You have that bad payroll number (and downward revisions to previous months) alongside the best unemployment rate figure in nine years. There are meaningful improvements in the number of long-term unemployed, but the labor participation rate also fell for the second month in a row. Wages continue to make steady gains and remain ahead of both core and headline inflation – but shouldn’t wage growth be even higher at this stage of a recovery? The payroll numbers were impacted by a labor strike at Verizon, but that was not a big enough impact to offset the actual number falling more than 100,000 jobs short of consensus expectations. What is this disjointed picture trying to tell us? Or are we, like so many art critics, simply overthinking the importance and meaning of one single report?
A Bit More Pain with the Gains
What we can say for sure is that, almost halfway through 2016, the pace of payroll gains is weaker than it was for the past couple years. It was the rare month in 2014 and 2015 that failed to serve up at least 200,000 new jobs. When the number did fall short, stock indexes either rallied (Fed’s not going to raise rates!) or plunged (economy’s getting worse!) depending on what side of the bed Mr. Market woke up that morning. The average for the past three months, including the downward revisions to April and March, is 116,000. So the benchmark has come down. Even so, though, the current environment for jobs creation looks strong compared to the previous recovery in 2003-07, as shown in the chart below.
Not only is the current recovery the longest uninterrupted streak of positive jobs creation since the BLS started keeping records but, as shown in the chart above, the number of months with 200,000 jobs or more is higher and more consistent than it was in 2003-07. It may be natural, after such a long winning streak, for the pace to slacken off a bit. If the economy can manage to sustain a pace of more than 100,000 monthly payroll gains and continued steady wage improvement for at least another year or more, that would likely count as a win. For now, anyway, signs of a recession do not seem to be anywhere on the horizon.
However one chooses to interpret the payroll number, the labor participation rate leaves less room for creative opinionating. After showing some long-awaited signs of life in the first quarter of the year, the participation rate has fallen back down to 62.6 percent, just 0.2 percent above the decades-long low reached in September last year. Given that a lower participation rate means fewer people out actually looking for work, this trend also throws a bit of a wet blanket on that headline 4.7 percent unemployment rate. Remember that economic growth only happens when more people work or when more stuff gets produced for each hour of labor. With both the labor participation rate and the productivity rate in what appears to be a secular stagnation, the long-term growth question remains a mystery.

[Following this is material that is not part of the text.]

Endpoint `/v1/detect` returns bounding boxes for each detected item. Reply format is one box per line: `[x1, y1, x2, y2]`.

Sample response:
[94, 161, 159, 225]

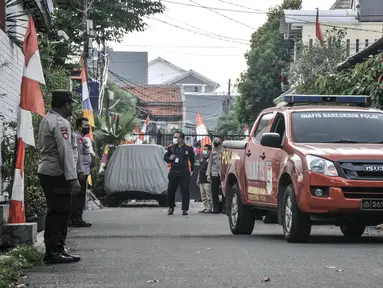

Of course, the conversation today and in the run-up to the next FOMC meeting in just 11 days will focus on what today’s numbers mean for interest rates. Our guess is that they mean very little. The Fed is likely more focused on the latest Brexit poll numbers than anything else as far as June is concerned, given their possible effect (however short term) on the all-important asset markets. There will then be a whole new batch of price, growth and jobs data to consider before July rolls around. Maybe it really is best to think of today’s jobs report as a Picasso painting – you can interpret it however you want, and your interpretation has no practical consequences in the real world.